The Enterprise® stent and Solitaire™ AB are self-expanding closed-cell stents, which were initially designed to assist in the coiling of brain aneurysms. They have been employed as a revascularization device for use in AIS after other devices have failed [5, 17]. While the closed cell design provides good radial force, a study using the Enterprise® for primary stenting during AIS suggested that balloon angioplasty after stent deployment was required in 45% of the cases [10]. This series contradicts this finding with 8 out of 10 patients having stenosis post-deployment that resolved on its own as seen on subsequent imaging. Only 4 of these patients underwent balloon angioplasty after stent deployment when the stenosis appeared to be flow limiting, while the rest relied on the radial force of the stent to gradually open the stenosis. In the last 2 patients with near occlusive stenosis after stenting, no angioplasty was done, and the follow-up scans showed patency of the stented portion.

To our knowledge there is only a single study, which showed better outcomes in patients who underwent permanent stenting after failed thrombectomy compared to patients who did not [5]. Our study validated these findings and while permanent stenting should still only be a final recourse, it reassures us that it is a valid alternative when thrombectomy has failed.

There is a risk of in-stent reocclusion or stenosis after intracranial stenting and the antiplatelet regimen to prevent this is still controversial [18‐22].  A recent publication suggested that glycoprotein IIb/IIIa inhibitor during rescue stenting for failed thrombectomy was associated with less in-stent restenosis and better 3‑month mRS scores [23]. Of the stented patients in this study 92% were treated with abciximab during stent implantation and there were no radiological signs of ICH in the stented cohort compared to 4 patients in the non-stented cohort who developed ICH. The low rate of symptomatic ICH and high rate or mTICI 2b/3 recanalization (83.3%) in the stented group is similar to the results achieved by previous studies in which stenting was performed during acute stroke (Table 3).

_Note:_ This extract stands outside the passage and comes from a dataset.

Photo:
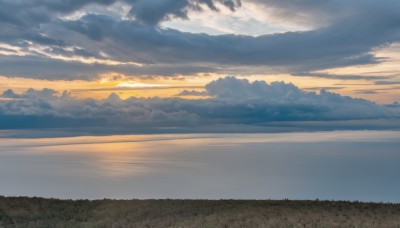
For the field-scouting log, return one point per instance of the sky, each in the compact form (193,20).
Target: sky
(163,65)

Several limitations of our study should be acknowledged. The small sample size of 12 patients may not be representative and a larger series should be carried out to validate the study results. This study reviewed patients treated with the emboTrap® device and therefore it is uncertain as to whether the results can be extrapolated to MT performed with other thrombectomy devices. Nevertheless, other studies showed similar outcomes and reperfusion rates. (Table 3) Only 10 out of 12 patients had repeat vascular imaging and not all of them had MRI after the procedure. Another major limitation is that we were unable to ascertain the underlying cause of reocclusion post-thrombectomy and it could be due to a fibrinous clot, a dissection or vasospasm. A high-resolution vessel MRI could be useful to determine the cause; however, the limited time in an acute stroke setting precludes such investigations from being done. Finally, the lack of a standardized approach for both treatment and antiplatelet regimen choices is a limitation, which resulted in inhomogeneous treatment cohorts and a selection bias cannot be ruled out. Moreover, the patients did not switch to direct aspiration, which would be a reasonable alternative before permanent stenting.

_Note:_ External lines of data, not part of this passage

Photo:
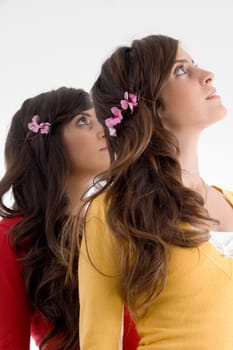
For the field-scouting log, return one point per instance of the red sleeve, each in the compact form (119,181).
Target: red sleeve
(15,314)
(130,338)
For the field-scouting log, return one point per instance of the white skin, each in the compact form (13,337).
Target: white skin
(190,104)
(87,151)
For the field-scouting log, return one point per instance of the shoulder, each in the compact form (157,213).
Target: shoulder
(97,207)
(227,194)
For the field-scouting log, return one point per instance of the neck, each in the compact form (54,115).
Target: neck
(188,158)
(76,187)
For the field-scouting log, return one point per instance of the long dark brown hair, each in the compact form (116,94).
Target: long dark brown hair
(148,206)
(37,171)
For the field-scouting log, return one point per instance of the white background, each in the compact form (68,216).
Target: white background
(45,44)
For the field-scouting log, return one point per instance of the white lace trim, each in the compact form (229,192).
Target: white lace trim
(223,241)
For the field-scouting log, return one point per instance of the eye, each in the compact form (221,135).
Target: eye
(180,70)
(83,120)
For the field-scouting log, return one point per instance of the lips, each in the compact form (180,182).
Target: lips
(212,94)
(105,148)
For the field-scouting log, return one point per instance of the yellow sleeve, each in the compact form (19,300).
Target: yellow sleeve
(101,305)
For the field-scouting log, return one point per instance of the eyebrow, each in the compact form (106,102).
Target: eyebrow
(184,61)
(85,114)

Permanent intracranial stenting might be a possible salvage modality in patients suffering from failed thrombectomy procedure with promising rates of favorable clinical outcome. The use of abciximab appears to be reasonably safe in the setting of acute intracranial stenting for failed MT. Complete restoration of vessel caliber does not appear to be necessary to achieve a good clinical outcome. These findings should be validated in a larger series.